Weddings and divorced parents can be a recipe for a nightmare. On the other hand, in Anne Tylers safe, middle-class environment they become opportunities to understand more about people. This novella is intense but uplifting and funny – more funny than I remember her previous books being.
Gail and Max are divorced but through a set of circumstances that involve a cat, Max is staying with Gail over the three days of the wedding of their daughter Debbie. Throughout the time, they constantly appear to be wanting: Gail is told she has few ‘people skills’ at work, she isn’t invited on the ‘Beauty Day’ before the wedding and doesn’t buy a new dress to wear and Max just turns up uninvited with a cat, expecting someone to take him in. He doesn’t have the right clothes for the day and isn’t really bothered. And yet, they appear so much more likeable than Kenneth’s parents who are organising the wedding, sending out thank you notes and attending the Beauty Day.
So, what happens over these three days?
People change, sometimes for the good, sometimes not, but Max does. It turns out that now he can cook, even if it is only omelettes, he tidies up after himself and is comforting when Gail becomes upset. All revelations to Gail who remembers him as moving into their shared house with an uninvited dog and making himself at home, nibbling the food of other people that is left in the fridge and leaving a room like a hurricane has hit it. But he was always warm and understanding and thought that Gail ‘hung the moon’. And now they joke that they are living Groundhog Day. That is where people live the same day over and over again until they get it right.

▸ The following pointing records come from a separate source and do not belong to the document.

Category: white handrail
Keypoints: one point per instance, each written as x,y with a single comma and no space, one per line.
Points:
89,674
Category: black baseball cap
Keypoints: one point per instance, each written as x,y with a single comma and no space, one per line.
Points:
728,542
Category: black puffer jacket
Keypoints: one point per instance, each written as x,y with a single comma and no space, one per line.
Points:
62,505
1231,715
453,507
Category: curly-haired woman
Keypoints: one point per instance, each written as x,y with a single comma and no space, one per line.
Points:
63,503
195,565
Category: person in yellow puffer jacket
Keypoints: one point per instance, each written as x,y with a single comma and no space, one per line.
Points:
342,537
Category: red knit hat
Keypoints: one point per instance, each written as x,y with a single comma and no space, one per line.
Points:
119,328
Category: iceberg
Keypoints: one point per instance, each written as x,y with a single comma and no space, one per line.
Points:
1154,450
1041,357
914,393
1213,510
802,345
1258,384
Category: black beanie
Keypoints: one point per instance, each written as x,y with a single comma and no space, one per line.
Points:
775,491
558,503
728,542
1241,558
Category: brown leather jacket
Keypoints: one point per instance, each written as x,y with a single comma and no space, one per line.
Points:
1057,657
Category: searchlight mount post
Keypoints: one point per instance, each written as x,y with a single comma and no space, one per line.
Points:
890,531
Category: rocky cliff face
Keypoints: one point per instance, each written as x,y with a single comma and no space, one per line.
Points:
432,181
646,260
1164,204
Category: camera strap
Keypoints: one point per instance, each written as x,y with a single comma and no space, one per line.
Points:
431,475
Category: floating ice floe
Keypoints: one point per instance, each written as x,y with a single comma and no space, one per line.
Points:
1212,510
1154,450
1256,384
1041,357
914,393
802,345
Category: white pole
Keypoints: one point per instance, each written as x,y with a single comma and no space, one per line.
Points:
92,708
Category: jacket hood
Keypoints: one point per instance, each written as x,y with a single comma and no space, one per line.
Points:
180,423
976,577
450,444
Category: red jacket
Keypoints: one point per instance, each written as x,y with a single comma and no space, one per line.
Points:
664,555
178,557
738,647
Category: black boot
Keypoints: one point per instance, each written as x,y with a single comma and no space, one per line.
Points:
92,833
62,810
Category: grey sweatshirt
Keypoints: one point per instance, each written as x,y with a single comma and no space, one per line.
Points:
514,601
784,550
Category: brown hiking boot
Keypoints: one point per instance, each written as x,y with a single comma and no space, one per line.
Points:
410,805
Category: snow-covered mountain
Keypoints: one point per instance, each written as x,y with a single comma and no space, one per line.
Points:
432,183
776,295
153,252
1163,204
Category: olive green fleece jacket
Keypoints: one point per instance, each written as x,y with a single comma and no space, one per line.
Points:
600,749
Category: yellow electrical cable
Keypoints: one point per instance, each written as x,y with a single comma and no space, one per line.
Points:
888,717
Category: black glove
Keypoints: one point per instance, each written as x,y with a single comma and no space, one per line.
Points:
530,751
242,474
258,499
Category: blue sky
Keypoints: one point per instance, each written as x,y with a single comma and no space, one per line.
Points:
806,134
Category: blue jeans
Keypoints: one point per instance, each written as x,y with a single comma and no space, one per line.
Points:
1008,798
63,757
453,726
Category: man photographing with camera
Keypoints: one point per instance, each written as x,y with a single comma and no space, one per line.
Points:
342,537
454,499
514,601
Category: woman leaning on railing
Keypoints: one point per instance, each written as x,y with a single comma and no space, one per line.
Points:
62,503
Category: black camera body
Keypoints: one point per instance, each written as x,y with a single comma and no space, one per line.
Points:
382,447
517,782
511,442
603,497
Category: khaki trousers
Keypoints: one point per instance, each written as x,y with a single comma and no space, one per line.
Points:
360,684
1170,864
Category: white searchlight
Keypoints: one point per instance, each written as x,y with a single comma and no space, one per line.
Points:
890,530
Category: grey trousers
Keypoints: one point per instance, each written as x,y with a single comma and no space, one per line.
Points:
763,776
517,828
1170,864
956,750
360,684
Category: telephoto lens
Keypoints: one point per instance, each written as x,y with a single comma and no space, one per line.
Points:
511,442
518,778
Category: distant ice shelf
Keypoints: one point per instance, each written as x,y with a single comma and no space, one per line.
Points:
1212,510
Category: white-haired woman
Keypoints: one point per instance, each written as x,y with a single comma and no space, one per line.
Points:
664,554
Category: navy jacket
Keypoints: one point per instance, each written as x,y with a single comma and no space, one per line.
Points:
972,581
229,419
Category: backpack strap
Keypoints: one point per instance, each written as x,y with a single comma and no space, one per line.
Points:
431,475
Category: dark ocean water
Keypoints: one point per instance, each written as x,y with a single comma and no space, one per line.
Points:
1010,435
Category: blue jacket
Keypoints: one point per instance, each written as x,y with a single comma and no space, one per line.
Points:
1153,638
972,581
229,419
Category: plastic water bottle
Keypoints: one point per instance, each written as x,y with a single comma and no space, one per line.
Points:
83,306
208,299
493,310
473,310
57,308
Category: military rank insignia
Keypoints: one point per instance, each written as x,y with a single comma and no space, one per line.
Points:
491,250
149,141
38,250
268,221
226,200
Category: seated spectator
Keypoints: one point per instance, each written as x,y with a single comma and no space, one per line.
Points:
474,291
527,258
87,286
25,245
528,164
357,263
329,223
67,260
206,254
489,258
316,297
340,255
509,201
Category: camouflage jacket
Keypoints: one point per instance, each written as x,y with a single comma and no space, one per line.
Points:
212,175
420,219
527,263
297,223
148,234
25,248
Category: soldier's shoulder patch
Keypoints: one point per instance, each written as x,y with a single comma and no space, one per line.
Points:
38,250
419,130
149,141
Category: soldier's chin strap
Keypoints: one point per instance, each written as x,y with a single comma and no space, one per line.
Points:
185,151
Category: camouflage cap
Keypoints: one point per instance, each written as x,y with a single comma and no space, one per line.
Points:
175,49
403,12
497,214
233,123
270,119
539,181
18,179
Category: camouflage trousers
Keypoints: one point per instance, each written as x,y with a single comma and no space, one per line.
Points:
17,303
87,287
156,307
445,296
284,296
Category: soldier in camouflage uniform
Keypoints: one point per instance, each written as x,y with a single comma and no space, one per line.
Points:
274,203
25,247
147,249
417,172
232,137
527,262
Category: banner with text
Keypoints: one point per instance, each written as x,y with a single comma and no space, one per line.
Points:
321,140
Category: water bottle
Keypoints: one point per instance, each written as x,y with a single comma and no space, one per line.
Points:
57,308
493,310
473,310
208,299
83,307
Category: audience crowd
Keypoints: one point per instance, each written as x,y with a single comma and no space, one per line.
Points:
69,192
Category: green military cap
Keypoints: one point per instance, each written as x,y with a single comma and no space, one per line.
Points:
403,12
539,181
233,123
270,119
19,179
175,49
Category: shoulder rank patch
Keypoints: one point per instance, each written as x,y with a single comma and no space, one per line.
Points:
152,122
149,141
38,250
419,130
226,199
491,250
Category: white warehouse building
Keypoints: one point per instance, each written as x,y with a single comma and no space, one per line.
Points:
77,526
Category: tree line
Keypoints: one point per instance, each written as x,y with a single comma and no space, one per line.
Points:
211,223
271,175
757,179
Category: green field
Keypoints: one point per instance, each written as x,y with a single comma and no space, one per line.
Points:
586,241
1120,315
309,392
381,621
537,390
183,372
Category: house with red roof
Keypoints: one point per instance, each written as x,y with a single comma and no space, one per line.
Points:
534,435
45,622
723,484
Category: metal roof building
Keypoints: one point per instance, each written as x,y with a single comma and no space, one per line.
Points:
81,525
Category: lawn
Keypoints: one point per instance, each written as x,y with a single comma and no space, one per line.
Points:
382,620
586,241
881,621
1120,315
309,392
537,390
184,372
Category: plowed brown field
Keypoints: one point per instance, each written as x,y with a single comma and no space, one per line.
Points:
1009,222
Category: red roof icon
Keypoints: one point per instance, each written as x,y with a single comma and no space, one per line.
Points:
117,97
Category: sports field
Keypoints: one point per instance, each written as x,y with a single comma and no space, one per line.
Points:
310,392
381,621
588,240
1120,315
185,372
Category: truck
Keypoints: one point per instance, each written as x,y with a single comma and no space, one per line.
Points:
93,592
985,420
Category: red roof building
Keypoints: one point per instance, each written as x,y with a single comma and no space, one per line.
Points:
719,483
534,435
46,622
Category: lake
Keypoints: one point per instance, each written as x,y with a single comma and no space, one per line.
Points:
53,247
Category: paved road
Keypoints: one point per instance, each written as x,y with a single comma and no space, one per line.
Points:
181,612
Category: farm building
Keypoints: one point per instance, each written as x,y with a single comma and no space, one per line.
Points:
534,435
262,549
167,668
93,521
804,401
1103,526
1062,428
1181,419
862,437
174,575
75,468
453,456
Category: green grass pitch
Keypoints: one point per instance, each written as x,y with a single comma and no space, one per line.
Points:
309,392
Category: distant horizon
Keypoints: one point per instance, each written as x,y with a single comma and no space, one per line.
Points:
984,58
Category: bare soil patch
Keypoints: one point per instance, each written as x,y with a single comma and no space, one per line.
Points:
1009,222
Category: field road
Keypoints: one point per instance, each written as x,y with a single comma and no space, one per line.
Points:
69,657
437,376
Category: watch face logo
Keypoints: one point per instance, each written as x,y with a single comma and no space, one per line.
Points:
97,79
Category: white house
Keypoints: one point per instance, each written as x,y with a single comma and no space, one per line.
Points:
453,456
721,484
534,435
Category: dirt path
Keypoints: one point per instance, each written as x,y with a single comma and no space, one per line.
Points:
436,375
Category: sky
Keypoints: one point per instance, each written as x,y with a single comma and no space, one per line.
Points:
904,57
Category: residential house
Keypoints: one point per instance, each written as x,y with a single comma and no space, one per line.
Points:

We get a sense of their differences through the walk they take. She taking the same route day after day and he wanting to wander around; the food they choose from a menu – she choosing foods from childhood and he putting together bizarre combinations.
It is only as Max leaves and then reappears that Gail appears to have changed, and looks at him properly, that we can see an ending to this Groundhog relationship. In fact, as the reader, I was desperate for them to get back together but you are left until the very end to find out if they do.
This is a gentle afternoon read that is comfortable – nothing unexpected or shocking. Just people closely observed.